Strathy J has declined to dismiss a claim against Weir Foulds LLP (WF) for the alleged misrepresentations made by Aspen Group, a firm client. Egan, a partner of WF, acted for the company in preparing a take-over bid circular and also served as one of its directors: Allen v Aspen Group Resources Corp, 2012 ONSC 3498.

The judge took the view that it was arguable that a lawyer acting as counsel and who also sits on the client’s board ‘may well be acting in the ordinary course of the law firm’s business when he or she takes a seat at the boardroom table.’ If so, then the firm would be liable for the acts or omissions of its partner. The evidence supported such a conclusion in this case. It was foreseeable that shareholders would suffer damage if the circular contained misrepresentations and that a duty of care on the part of both the lawyer and WF could arise. There might be policy reasons to negative such a duty, but a summary judgment motion was not the place to decide them.
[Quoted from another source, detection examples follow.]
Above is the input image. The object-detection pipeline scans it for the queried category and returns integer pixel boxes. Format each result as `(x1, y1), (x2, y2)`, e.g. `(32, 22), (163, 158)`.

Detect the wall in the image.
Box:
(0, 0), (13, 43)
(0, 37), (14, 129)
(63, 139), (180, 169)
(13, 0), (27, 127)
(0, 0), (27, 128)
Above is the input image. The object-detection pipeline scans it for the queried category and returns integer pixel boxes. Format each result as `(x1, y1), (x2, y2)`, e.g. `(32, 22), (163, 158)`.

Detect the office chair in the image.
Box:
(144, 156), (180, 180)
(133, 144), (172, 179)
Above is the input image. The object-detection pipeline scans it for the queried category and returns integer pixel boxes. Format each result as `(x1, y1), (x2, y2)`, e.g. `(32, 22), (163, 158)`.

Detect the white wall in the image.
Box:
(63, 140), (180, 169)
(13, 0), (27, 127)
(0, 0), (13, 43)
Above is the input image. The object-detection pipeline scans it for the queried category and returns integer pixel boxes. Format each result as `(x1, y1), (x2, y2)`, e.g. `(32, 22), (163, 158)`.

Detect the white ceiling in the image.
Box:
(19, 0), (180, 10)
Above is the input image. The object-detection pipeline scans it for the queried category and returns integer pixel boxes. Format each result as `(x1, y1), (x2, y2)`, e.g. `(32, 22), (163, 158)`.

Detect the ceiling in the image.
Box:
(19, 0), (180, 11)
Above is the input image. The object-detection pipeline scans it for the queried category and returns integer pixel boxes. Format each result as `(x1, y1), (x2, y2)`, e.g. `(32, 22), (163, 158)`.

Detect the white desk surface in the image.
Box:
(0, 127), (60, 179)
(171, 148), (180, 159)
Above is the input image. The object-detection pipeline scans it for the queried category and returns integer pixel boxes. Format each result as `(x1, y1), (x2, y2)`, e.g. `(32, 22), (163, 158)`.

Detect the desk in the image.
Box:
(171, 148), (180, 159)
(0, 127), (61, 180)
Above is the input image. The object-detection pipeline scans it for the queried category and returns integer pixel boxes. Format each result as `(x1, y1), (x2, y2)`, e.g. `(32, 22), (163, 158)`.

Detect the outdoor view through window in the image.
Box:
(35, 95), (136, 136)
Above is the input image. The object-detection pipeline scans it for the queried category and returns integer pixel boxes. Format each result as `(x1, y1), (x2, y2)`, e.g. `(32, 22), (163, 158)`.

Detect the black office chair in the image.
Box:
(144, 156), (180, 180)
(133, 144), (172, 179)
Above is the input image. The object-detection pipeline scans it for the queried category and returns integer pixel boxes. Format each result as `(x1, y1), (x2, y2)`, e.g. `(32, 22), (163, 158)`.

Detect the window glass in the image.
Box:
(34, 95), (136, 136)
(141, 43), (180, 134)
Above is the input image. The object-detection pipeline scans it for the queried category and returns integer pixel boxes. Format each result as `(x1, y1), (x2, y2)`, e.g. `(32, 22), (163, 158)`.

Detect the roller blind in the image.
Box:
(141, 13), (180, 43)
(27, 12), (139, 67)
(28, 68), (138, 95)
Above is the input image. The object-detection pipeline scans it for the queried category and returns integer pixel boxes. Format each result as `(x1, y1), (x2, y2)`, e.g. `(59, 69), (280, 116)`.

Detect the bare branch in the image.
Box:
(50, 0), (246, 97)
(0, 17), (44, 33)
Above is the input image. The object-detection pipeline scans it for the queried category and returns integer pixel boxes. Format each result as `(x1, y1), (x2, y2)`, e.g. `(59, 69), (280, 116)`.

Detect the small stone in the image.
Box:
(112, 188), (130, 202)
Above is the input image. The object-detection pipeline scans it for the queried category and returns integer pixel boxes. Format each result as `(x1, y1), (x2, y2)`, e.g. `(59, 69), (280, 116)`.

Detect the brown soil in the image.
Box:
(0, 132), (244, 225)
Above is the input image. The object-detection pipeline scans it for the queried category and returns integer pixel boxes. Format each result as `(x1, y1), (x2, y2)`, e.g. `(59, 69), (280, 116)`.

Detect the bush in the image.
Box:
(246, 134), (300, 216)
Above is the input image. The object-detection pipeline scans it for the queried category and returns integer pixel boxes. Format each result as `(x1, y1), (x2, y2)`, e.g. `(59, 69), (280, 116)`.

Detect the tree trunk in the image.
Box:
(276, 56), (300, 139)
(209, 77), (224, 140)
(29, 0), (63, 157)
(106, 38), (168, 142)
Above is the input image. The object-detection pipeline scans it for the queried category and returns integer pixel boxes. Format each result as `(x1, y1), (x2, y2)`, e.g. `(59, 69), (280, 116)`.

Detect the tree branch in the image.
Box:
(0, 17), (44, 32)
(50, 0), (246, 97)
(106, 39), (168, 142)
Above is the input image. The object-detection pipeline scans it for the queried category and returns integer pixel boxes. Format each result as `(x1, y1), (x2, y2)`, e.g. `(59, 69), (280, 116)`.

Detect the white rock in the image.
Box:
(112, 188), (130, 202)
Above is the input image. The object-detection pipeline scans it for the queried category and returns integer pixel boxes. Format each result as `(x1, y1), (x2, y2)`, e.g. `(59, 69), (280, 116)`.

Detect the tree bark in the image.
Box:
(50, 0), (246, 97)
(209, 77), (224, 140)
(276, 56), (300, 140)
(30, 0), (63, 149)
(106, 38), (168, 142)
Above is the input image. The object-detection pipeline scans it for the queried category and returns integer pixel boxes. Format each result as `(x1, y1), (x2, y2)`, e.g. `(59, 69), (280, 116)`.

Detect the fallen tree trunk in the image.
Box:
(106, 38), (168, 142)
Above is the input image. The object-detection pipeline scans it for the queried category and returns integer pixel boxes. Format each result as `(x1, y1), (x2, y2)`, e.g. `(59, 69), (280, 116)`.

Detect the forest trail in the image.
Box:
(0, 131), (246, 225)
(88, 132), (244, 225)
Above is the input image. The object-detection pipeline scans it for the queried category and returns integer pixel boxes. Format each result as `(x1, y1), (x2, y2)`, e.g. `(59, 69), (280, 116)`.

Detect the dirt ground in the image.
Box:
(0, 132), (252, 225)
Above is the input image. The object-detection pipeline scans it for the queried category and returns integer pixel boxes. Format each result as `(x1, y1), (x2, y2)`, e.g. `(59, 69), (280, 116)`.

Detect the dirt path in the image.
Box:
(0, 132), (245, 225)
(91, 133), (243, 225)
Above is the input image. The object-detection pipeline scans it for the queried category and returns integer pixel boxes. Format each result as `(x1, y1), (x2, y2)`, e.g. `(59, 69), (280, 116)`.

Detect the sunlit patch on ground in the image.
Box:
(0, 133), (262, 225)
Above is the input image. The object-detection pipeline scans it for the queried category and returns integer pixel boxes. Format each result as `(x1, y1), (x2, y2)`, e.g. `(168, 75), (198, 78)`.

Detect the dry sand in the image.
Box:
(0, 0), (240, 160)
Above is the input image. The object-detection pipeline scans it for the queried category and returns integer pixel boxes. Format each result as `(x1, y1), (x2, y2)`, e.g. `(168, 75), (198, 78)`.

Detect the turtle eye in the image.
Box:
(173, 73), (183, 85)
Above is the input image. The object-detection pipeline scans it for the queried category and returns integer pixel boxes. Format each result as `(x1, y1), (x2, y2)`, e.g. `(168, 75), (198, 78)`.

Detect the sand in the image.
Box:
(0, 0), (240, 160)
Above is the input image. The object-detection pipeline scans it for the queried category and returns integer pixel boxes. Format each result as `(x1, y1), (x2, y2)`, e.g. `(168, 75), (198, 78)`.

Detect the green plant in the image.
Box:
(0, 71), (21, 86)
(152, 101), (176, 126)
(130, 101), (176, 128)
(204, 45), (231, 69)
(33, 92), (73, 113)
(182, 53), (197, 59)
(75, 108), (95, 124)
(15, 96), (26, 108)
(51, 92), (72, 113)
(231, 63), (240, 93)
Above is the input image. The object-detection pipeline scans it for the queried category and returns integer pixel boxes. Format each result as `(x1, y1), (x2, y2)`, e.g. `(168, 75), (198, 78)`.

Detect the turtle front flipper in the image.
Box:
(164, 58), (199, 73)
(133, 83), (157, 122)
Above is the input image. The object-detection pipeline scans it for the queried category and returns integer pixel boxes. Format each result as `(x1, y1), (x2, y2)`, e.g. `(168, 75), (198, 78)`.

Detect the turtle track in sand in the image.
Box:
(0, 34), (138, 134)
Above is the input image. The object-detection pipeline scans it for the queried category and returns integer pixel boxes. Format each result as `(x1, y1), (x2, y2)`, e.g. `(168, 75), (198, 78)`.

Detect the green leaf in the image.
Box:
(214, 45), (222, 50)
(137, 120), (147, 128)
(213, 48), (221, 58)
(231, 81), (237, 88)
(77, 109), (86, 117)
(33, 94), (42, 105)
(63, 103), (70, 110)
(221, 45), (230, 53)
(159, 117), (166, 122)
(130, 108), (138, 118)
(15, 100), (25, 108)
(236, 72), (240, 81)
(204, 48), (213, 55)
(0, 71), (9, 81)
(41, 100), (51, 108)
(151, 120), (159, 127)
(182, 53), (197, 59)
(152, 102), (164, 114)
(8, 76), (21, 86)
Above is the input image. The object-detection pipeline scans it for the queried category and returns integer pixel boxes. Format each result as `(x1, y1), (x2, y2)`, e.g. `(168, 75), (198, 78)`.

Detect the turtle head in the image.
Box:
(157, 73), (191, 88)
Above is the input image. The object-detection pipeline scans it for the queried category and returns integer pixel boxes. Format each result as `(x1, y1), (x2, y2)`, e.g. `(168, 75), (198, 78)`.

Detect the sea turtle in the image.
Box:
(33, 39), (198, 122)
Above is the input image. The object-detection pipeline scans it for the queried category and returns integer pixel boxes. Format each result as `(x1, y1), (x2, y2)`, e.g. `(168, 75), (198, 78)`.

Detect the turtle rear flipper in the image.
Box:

Justice Strathy also didn’t buy the argument that vicarious liability of a firm for its partner under the law of partnerships could not extend to a statutory cause of action for misrepresentation under s 131 of the Securities Act; there was nothing in the Act to exclude the possibility of vicarious liability, but again this was an issue best left for trial on a full record.

Time to rethink those directorships?